Des questionnements émergent quant à savoir si les plans EDI et les Programmes d’accès à l’égalité en emploi (PAÉE) entrent en opposition ou se complètent. Il y a plusieurs confusions autour de ces deux thèmes même s’ils sont, dans les faits, complémentaires. 
Bibiana Pulido | Geneviève Lapointe | Patricia Neitthoffer

Depuis quelques années, les organisations intègrent davantage des plans d’équité, de diversité et d’inclusion (EDI) à leur planification organisationnelle et à leur gestion. En parallèle, depuis le début des années 2000, au Québec, des Programmes d’accès à l’égalité en emploi (PAÉE), volontaires ou obligatoires, visent à contrer la discrimination systémique en emploi. Des questionnements émergent quant à savoir si les plans EDI et les PAÉE entrent en opposition ou se complètent. Plusieurs mécompréhensions existent, mais il reste que les deux peuvent évoluer en complémentarité. Les PAÉE servent de leviers primordiaux pour lutter contre les discriminations vécues par les groupes désignés[1] par la Loi sur l’accès à l’égalité en emploi dans des organismes publics (« Loi »). En effet, les démarches EDI peuvent s’appuyer sur les mesures des PAÉE, telles que l’analyse du processus de dotation, la reconnaissance des parcours atypiques des candidatures et les accommodements pour les personnes en situation de handicap.

Qu’est-ce qu’une approche EDI?

Une approche EDI s’inscrit dans un ensemble de politiques, de stratégies, de pratiques et d’initiatives visant à créer et maintenir des milieux ouverts, bienveillants, sécuritaires et exempts de toute discrimination et tout obstacle systémique, et au sein desquels chaque personne se sent pleinement reconnue, acceptée et respectée.

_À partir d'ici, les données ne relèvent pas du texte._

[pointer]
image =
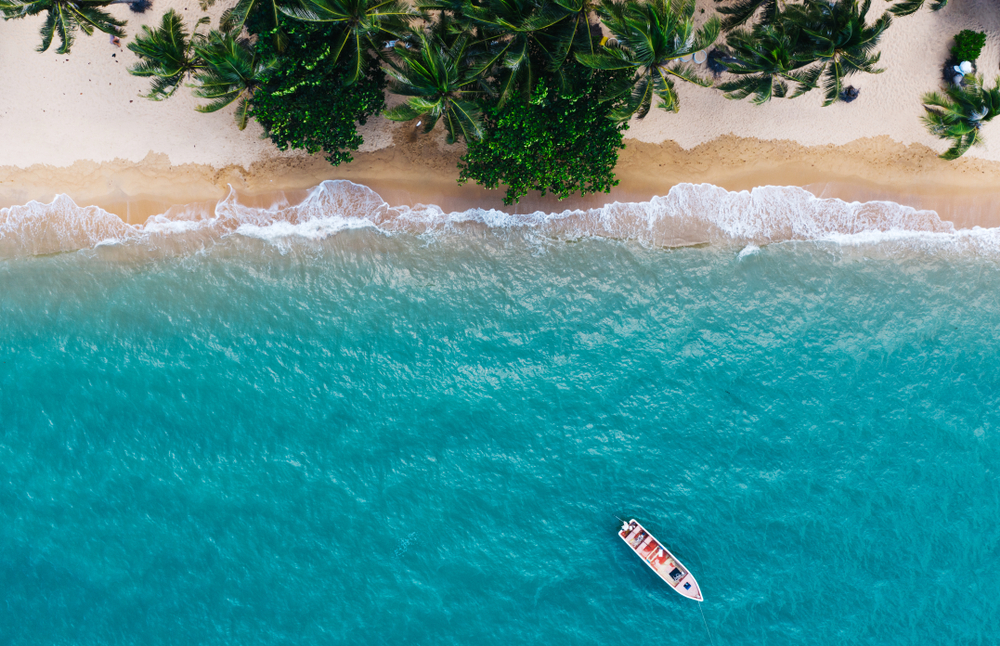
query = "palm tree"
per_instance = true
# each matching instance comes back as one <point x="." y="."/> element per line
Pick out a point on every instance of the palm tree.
<point x="740" y="11"/>
<point x="959" y="114"/>
<point x="229" y="72"/>
<point x="234" y="18"/>
<point x="514" y="38"/>
<point x="166" y="54"/>
<point x="837" y="35"/>
<point x="64" y="18"/>
<point x="441" y="82"/>
<point x="652" y="36"/>
<point x="767" y="63"/>
<point x="364" y="24"/>
<point x="906" y="7"/>
<point x="574" y="33"/>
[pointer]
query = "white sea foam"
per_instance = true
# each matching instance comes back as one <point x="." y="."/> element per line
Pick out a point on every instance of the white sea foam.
<point x="689" y="214"/>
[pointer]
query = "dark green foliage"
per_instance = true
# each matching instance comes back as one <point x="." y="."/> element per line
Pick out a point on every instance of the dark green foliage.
<point x="652" y="36"/>
<point x="224" y="67"/>
<point x="441" y="82"/>
<point x="959" y="114"/>
<point x="968" y="45"/>
<point x="555" y="141"/>
<point x="63" y="18"/>
<point x="906" y="7"/>
<point x="803" y="45"/>
<point x="307" y="103"/>
<point x="739" y="12"/>
<point x="769" y="63"/>
<point x="166" y="54"/>
<point x="359" y="26"/>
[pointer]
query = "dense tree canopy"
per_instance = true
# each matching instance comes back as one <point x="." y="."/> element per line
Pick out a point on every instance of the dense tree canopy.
<point x="557" y="140"/>
<point x="307" y="103"/>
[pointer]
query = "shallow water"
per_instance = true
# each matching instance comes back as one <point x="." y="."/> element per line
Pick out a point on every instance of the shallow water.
<point x="263" y="436"/>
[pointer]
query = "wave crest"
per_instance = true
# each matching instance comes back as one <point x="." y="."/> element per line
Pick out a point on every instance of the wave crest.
<point x="689" y="214"/>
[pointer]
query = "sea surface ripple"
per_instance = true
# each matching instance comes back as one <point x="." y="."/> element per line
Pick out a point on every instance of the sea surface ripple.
<point x="408" y="439"/>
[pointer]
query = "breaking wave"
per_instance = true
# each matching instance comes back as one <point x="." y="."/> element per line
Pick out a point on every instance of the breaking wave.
<point x="688" y="215"/>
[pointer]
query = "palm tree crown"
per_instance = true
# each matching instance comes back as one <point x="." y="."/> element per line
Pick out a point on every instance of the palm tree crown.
<point x="442" y="82"/>
<point x="768" y="63"/>
<point x="653" y="36"/>
<point x="364" y="24"/>
<point x="959" y="114"/>
<point x="837" y="35"/>
<point x="229" y="72"/>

Cette approche implique un processus de co-construction « par, pour et avec » les personnes des groupes en quête d’équité[2]Elle s’inscrit dans une posture transversale qui touche l’ensemble des activités et tout le personnel de l’organisation.

Que sont les PAÉE?

Découlant de la Loi, les PAÉE ont comme objectifs d’« assurer une représentation équitable des personnes issues de groupes victimes de discrimination dans tous les types d’emploi d’une organisation » (>CDPDJ, 2023) et de corriger les pratiques de gestion des ressources humaines qui pourraient potentiellement avoir des effets discriminatoires. Au-delà de l’obligation légale qui touche certains organismes[3], les programmes, volontaires ou non, proposent des outils essentiels et un accompagnement par la Commission des droits de la personne et de la jeunesse (CDPDJ) pour toute organisation souhaitant être plus inclusive. En somme, ces programmes sont un levier structurant pour contribuer à l’avancement de l’EDI dans les organisations.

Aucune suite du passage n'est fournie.